Several incidents of racially-motivated graffiti left on church buildings have been reported throughout the United States since last summer, when protests erupted throughout the country in response to the May 2020 killing of George Floyd by Minneapolis police.
St. Patrick’s Cathedral in New York City on June 1, 2020 was tagged with various graffiti, including profanities, “No justice, no peace,” and “BLM” (Black Lives Matter).” The name of George Floyd, a black man killed by police in May 2020, was also written on the stairs outside the cathedral.
The Cathedral Basilica of the Immaculate Conception in Denver was defaced with graffiti during a racially-charged protest the same day, with rioters spray-painting slogans such as “GOD IS DEAD” and “PEDOFILES” [sic] on the church’s exterior.

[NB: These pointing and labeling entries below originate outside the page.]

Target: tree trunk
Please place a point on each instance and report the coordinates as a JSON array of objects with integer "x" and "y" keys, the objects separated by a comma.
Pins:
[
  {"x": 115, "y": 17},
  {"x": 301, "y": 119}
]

St. Peter Chaldean Catholic Cathedral in El Cajon, California on Sept. 25, 2020 was defaced with graffiti depicting “pentagrams, upside down crosses, white power, swastikas,” as well as slogans such as “Biden 2020,” and “BLM”.
St. Patrick’s Cathedral was again targeted Jan. 1 by protesters affiliated with Black Lives Matter Brooklyn and Justice for George, the New York Post reported. Police found the phrase “ACAB,” a derogatory phrase aimed at police, spray painted on the church.